• Chemin de Compostelle - Le 09 Juin 1999

    Juste un œil ouvert, ma voisine est déjà debout. Elle vaque à ses occupations, discute avec le jeune allemand. Nos regards se croisent : «Bonjour, ça va ?» l’accent est prononcé, le ton empreint de sollicitude.

    Hier soir à ma table, elle n’a échangé qu’en allemand, et là, ce sourire, ces mots familiers, je fonds de gratitude, je remercie.


    Dans la nuit il y a eu du bruit, une femme et des hommes parlant à hautes voix, quelqu’un a réclamé le silence. Tout cela m’est parvenu assourdi dans les brumes du sommeil. J’ai bien dormi.

    La toilette, un petit déjeuner froid et vite expédié, j’observe un pèlerin vêtu de la parfaite tenue du randonneur, il astique ses chaussures neuves.
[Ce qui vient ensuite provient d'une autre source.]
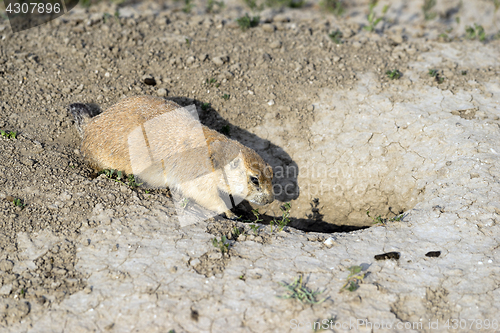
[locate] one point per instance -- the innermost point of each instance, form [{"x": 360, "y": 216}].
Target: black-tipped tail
[{"x": 82, "y": 113}]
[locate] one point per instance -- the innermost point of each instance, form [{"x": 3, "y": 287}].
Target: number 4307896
[{"x": 39, "y": 8}]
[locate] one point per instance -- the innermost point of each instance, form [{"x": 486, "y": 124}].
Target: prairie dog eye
[{"x": 254, "y": 180}]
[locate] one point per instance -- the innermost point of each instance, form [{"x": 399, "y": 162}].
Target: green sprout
[
  {"x": 476, "y": 31},
  {"x": 222, "y": 245},
  {"x": 132, "y": 182},
  {"x": 211, "y": 5},
  {"x": 298, "y": 290},
  {"x": 333, "y": 6},
  {"x": 336, "y": 36},
  {"x": 372, "y": 19},
  {"x": 354, "y": 279},
  {"x": 394, "y": 74},
  {"x": 187, "y": 6},
  {"x": 18, "y": 203},
  {"x": 8, "y": 135},
  {"x": 245, "y": 22}
]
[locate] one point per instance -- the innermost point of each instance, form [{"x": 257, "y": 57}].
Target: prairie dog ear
[{"x": 235, "y": 163}]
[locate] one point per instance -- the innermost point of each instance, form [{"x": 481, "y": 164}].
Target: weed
[
  {"x": 225, "y": 129},
  {"x": 8, "y": 135},
  {"x": 476, "y": 31},
  {"x": 255, "y": 228},
  {"x": 394, "y": 74},
  {"x": 206, "y": 106},
  {"x": 211, "y": 81},
  {"x": 222, "y": 245},
  {"x": 435, "y": 74},
  {"x": 354, "y": 279},
  {"x": 212, "y": 4},
  {"x": 187, "y": 6},
  {"x": 236, "y": 232},
  {"x": 298, "y": 290},
  {"x": 428, "y": 5},
  {"x": 373, "y": 20},
  {"x": 131, "y": 182},
  {"x": 245, "y": 22},
  {"x": 335, "y": 7},
  {"x": 18, "y": 203},
  {"x": 496, "y": 3},
  {"x": 380, "y": 220},
  {"x": 336, "y": 36},
  {"x": 285, "y": 218}
]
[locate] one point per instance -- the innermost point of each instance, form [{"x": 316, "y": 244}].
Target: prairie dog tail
[{"x": 82, "y": 114}]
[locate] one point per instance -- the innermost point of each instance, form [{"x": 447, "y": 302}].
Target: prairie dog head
[{"x": 250, "y": 178}]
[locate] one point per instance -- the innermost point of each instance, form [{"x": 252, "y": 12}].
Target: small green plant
[
  {"x": 373, "y": 20},
  {"x": 354, "y": 279},
  {"x": 476, "y": 31},
  {"x": 206, "y": 106},
  {"x": 236, "y": 232},
  {"x": 225, "y": 129},
  {"x": 496, "y": 3},
  {"x": 245, "y": 22},
  {"x": 380, "y": 220},
  {"x": 8, "y": 135},
  {"x": 222, "y": 245},
  {"x": 285, "y": 218},
  {"x": 18, "y": 203},
  {"x": 336, "y": 36},
  {"x": 212, "y": 4},
  {"x": 298, "y": 290},
  {"x": 427, "y": 7},
  {"x": 255, "y": 228},
  {"x": 211, "y": 81},
  {"x": 394, "y": 74},
  {"x": 435, "y": 74},
  {"x": 131, "y": 182},
  {"x": 187, "y": 6},
  {"x": 335, "y": 7}
]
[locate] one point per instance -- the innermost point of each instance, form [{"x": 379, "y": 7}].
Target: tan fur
[{"x": 166, "y": 146}]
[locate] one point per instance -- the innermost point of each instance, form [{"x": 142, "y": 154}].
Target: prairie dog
[{"x": 165, "y": 145}]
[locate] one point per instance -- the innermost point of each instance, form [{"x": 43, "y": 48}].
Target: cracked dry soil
[{"x": 89, "y": 58}]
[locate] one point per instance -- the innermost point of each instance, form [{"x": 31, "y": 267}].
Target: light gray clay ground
[{"x": 88, "y": 254}]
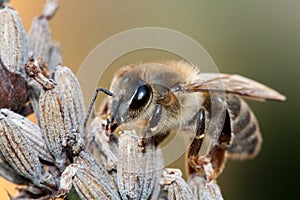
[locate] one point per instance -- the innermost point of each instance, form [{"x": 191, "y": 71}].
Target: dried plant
[{"x": 60, "y": 157}]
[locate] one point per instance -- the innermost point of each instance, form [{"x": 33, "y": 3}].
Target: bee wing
[{"x": 234, "y": 84}]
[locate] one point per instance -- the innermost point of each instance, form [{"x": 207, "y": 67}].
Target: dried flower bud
[
  {"x": 52, "y": 123},
  {"x": 13, "y": 40},
  {"x": 55, "y": 57},
  {"x": 7, "y": 172},
  {"x": 202, "y": 189},
  {"x": 173, "y": 183},
  {"x": 91, "y": 180},
  {"x": 40, "y": 38},
  {"x": 71, "y": 98},
  {"x": 66, "y": 179},
  {"x": 33, "y": 70},
  {"x": 32, "y": 133},
  {"x": 137, "y": 167},
  {"x": 18, "y": 152}
]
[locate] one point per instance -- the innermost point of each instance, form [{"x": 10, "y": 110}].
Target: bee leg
[
  {"x": 151, "y": 130},
  {"x": 226, "y": 137},
  {"x": 195, "y": 146},
  {"x": 155, "y": 117}
]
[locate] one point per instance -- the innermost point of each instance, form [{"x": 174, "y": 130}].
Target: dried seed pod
[
  {"x": 55, "y": 57},
  {"x": 66, "y": 178},
  {"x": 31, "y": 132},
  {"x": 13, "y": 89},
  {"x": 91, "y": 180},
  {"x": 40, "y": 38},
  {"x": 13, "y": 40},
  {"x": 202, "y": 189},
  {"x": 7, "y": 172},
  {"x": 53, "y": 125},
  {"x": 173, "y": 183},
  {"x": 137, "y": 167},
  {"x": 71, "y": 98},
  {"x": 33, "y": 70},
  {"x": 18, "y": 152}
]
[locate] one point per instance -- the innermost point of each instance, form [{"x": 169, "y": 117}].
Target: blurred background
[{"x": 258, "y": 39}]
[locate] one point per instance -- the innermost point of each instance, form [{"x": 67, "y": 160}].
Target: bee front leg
[
  {"x": 152, "y": 128},
  {"x": 192, "y": 154}
]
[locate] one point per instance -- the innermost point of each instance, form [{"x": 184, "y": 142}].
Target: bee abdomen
[{"x": 247, "y": 138}]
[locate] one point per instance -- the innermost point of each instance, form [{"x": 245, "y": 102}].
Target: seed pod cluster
[
  {"x": 203, "y": 189},
  {"x": 13, "y": 89},
  {"x": 91, "y": 180},
  {"x": 13, "y": 40},
  {"x": 71, "y": 98},
  {"x": 137, "y": 166},
  {"x": 176, "y": 187},
  {"x": 52, "y": 123},
  {"x": 19, "y": 154}
]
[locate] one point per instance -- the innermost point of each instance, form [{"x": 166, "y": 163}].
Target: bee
[{"x": 164, "y": 97}]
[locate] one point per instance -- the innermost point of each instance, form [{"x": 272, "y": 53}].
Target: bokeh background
[{"x": 259, "y": 39}]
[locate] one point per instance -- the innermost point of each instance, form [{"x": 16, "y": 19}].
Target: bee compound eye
[{"x": 141, "y": 97}]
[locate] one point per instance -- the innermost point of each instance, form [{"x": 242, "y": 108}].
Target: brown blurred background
[{"x": 258, "y": 39}]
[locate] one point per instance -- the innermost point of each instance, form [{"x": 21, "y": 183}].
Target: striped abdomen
[{"x": 247, "y": 138}]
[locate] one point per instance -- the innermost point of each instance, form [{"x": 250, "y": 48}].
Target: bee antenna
[
  {"x": 105, "y": 91},
  {"x": 116, "y": 111}
]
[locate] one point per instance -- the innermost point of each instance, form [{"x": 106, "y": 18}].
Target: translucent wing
[{"x": 235, "y": 84}]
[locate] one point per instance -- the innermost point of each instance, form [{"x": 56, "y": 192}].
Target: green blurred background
[{"x": 258, "y": 39}]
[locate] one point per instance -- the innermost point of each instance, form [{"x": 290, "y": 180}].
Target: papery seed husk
[
  {"x": 203, "y": 189},
  {"x": 71, "y": 98},
  {"x": 31, "y": 132},
  {"x": 40, "y": 38},
  {"x": 176, "y": 186},
  {"x": 8, "y": 173},
  {"x": 55, "y": 57},
  {"x": 92, "y": 180},
  {"x": 13, "y": 89},
  {"x": 66, "y": 178},
  {"x": 137, "y": 167},
  {"x": 52, "y": 123},
  {"x": 13, "y": 41},
  {"x": 17, "y": 151}
]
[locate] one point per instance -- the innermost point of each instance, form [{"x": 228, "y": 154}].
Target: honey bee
[{"x": 164, "y": 97}]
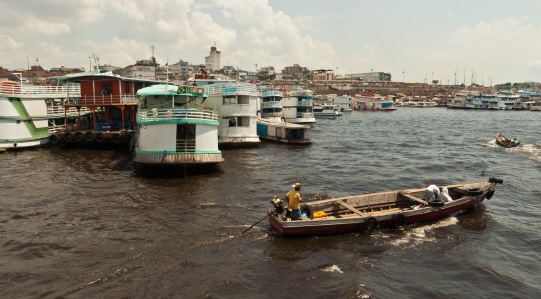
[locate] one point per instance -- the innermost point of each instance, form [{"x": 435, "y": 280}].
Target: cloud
[
  {"x": 44, "y": 27},
  {"x": 9, "y": 44}
]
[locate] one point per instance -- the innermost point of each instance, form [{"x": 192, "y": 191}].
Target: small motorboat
[
  {"x": 368, "y": 212},
  {"x": 506, "y": 142}
]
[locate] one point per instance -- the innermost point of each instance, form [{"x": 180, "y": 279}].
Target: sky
[{"x": 480, "y": 41}]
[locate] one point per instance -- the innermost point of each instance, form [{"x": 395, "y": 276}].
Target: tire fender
[
  {"x": 54, "y": 139},
  {"x": 89, "y": 136},
  {"x": 308, "y": 210},
  {"x": 100, "y": 137},
  {"x": 116, "y": 138},
  {"x": 399, "y": 220},
  {"x": 490, "y": 193},
  {"x": 370, "y": 224}
]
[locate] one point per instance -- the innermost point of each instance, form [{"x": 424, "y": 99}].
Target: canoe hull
[{"x": 406, "y": 214}]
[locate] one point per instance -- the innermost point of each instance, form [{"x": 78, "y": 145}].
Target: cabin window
[
  {"x": 230, "y": 100},
  {"x": 240, "y": 121},
  {"x": 185, "y": 138}
]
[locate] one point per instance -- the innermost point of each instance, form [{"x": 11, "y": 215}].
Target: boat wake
[
  {"x": 422, "y": 234},
  {"x": 491, "y": 143},
  {"x": 332, "y": 269},
  {"x": 533, "y": 151}
]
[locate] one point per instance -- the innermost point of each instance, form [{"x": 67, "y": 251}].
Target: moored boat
[
  {"x": 236, "y": 105},
  {"x": 326, "y": 110},
  {"x": 282, "y": 132},
  {"x": 174, "y": 129},
  {"x": 28, "y": 112},
  {"x": 373, "y": 102},
  {"x": 368, "y": 212},
  {"x": 505, "y": 142},
  {"x": 297, "y": 107}
]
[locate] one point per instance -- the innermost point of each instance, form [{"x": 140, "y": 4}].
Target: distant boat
[
  {"x": 29, "y": 113},
  {"x": 282, "y": 132},
  {"x": 236, "y": 105},
  {"x": 505, "y": 142},
  {"x": 298, "y": 107},
  {"x": 373, "y": 102},
  {"x": 270, "y": 105},
  {"x": 173, "y": 127},
  {"x": 326, "y": 110}
]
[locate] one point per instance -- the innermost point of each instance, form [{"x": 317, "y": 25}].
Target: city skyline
[{"x": 485, "y": 42}]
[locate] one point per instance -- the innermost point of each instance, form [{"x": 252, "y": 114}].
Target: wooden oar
[
  {"x": 414, "y": 198},
  {"x": 268, "y": 214}
]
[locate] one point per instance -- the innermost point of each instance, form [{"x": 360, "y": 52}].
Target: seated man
[
  {"x": 432, "y": 192},
  {"x": 444, "y": 195}
]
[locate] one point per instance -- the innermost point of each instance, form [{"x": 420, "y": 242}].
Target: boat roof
[
  {"x": 100, "y": 74},
  {"x": 160, "y": 89}
]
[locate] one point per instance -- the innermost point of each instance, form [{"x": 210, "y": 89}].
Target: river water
[{"x": 83, "y": 223}]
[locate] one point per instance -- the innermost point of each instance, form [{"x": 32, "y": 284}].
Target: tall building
[{"x": 212, "y": 62}]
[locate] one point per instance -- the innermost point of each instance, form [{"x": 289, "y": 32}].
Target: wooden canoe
[
  {"x": 367, "y": 212},
  {"x": 504, "y": 141}
]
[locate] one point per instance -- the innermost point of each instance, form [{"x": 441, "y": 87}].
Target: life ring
[
  {"x": 399, "y": 220},
  {"x": 490, "y": 193},
  {"x": 100, "y": 137},
  {"x": 54, "y": 139},
  {"x": 69, "y": 137},
  {"x": 116, "y": 138},
  {"x": 436, "y": 203},
  {"x": 475, "y": 191},
  {"x": 308, "y": 211},
  {"x": 89, "y": 136},
  {"x": 370, "y": 225},
  {"x": 79, "y": 136}
]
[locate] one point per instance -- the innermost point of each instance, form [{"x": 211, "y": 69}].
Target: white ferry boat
[
  {"x": 373, "y": 102},
  {"x": 236, "y": 105},
  {"x": 270, "y": 107},
  {"x": 271, "y": 125},
  {"x": 298, "y": 107},
  {"x": 28, "y": 112},
  {"x": 174, "y": 129}
]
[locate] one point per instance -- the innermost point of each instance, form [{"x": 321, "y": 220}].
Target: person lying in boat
[
  {"x": 294, "y": 199},
  {"x": 432, "y": 192},
  {"x": 444, "y": 195}
]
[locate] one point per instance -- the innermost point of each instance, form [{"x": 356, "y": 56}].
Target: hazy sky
[{"x": 416, "y": 40}]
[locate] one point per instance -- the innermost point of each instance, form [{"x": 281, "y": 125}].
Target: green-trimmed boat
[{"x": 174, "y": 129}]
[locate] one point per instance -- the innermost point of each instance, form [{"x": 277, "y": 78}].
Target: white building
[{"x": 212, "y": 62}]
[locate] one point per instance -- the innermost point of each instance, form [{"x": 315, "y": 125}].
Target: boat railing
[
  {"x": 271, "y": 114},
  {"x": 305, "y": 102},
  {"x": 271, "y": 104},
  {"x": 231, "y": 88},
  {"x": 184, "y": 145},
  {"x": 271, "y": 93},
  {"x": 157, "y": 114},
  {"x": 305, "y": 115},
  {"x": 61, "y": 110},
  {"x": 41, "y": 90},
  {"x": 126, "y": 98},
  {"x": 56, "y": 128}
]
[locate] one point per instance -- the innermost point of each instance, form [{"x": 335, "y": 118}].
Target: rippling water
[{"x": 82, "y": 223}]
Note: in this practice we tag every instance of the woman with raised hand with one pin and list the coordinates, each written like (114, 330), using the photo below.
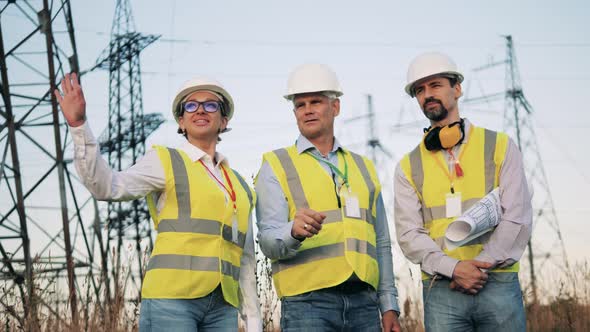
(202, 268)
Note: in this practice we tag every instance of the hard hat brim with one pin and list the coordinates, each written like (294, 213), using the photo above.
(409, 87)
(228, 101)
(290, 96)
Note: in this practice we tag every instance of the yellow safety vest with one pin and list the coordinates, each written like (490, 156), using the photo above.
(481, 161)
(344, 245)
(196, 248)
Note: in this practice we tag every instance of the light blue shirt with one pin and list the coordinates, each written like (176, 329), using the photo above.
(274, 227)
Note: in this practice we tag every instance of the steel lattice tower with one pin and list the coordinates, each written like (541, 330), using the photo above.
(124, 140)
(47, 230)
(518, 123)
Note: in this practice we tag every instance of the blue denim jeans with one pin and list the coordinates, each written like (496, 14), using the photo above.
(497, 307)
(208, 313)
(332, 309)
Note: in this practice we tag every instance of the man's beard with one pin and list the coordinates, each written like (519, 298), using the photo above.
(438, 114)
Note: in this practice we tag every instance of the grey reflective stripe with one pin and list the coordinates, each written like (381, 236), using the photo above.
(293, 180)
(362, 247)
(245, 186)
(183, 195)
(202, 226)
(309, 255)
(231, 270)
(490, 165)
(227, 235)
(332, 216)
(360, 163)
(323, 252)
(183, 262)
(440, 212)
(193, 263)
(417, 170)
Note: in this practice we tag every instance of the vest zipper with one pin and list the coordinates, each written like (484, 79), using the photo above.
(336, 188)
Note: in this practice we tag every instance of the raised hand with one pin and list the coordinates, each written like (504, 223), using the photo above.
(72, 102)
(306, 223)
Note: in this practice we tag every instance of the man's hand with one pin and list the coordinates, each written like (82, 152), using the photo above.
(468, 276)
(72, 103)
(389, 322)
(307, 223)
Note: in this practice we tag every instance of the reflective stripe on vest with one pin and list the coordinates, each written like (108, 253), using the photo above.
(345, 245)
(434, 217)
(192, 254)
(296, 188)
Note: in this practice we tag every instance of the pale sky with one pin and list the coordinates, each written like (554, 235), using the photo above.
(252, 46)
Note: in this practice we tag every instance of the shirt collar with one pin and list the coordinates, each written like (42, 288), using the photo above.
(467, 127)
(195, 154)
(303, 144)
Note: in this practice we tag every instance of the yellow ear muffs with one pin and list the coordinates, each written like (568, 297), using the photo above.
(437, 138)
(450, 135)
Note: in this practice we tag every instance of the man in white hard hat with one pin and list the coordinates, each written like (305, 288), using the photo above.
(202, 268)
(322, 222)
(473, 287)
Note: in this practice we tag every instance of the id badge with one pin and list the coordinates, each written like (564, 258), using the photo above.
(234, 228)
(453, 205)
(351, 204)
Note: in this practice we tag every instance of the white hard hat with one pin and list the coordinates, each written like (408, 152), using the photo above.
(430, 64)
(203, 84)
(312, 77)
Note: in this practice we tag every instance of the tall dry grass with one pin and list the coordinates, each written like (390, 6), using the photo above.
(564, 308)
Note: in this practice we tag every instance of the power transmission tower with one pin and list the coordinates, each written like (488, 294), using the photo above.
(124, 140)
(518, 123)
(44, 226)
(373, 142)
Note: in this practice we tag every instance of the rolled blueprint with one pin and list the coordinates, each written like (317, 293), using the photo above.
(479, 219)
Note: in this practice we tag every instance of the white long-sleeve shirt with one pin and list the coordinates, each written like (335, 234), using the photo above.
(147, 177)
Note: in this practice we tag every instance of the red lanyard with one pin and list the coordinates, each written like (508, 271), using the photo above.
(231, 192)
(458, 171)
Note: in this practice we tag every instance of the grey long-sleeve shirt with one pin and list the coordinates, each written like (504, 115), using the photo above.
(274, 228)
(507, 242)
Il s’applique, cela semble inutile ce cirage à reluire alors que les chemins sont si boueux, il est attendrissant, on dirait un petit garçon, tout beau, tout propre, pour le premier jour de classe.

    Ma voisine est prête depuis longtemps, elle aussi a une chouette de tenue, pantalon à poches multiples, gilet avec manches démontables, chapeau à rabat, pour elle, ce sera le safari. Finalement elle se décide, chausse son sac et quitte la pièce.

    Je reste là, assise, à découvrir ces compagnons de voyage. Comme un apprivoisement, il va falloir faire avec tous ces visages, les découvrir, les aimer peut être.

    A mon tour je bouge, il est temps ...


    S’il ne pleut plus, il fait gris et froid. Les sentiers que nous empruntons sont défoncés de boues glissantes et profondes. A tel point que certains passages sont impraticables, les détours se font sous le couvert dans des conditions difficiles avec gros sac.

    Ils m’ont tous dépassée, marchant si vite, me voici seule.
    Je me rebelle, je râle de me voir suivre bêtement ce parcours fléché, et fulmine en découvrant les portions où le chemin est clos de barbelés, on se croirait dans un camp de concentration !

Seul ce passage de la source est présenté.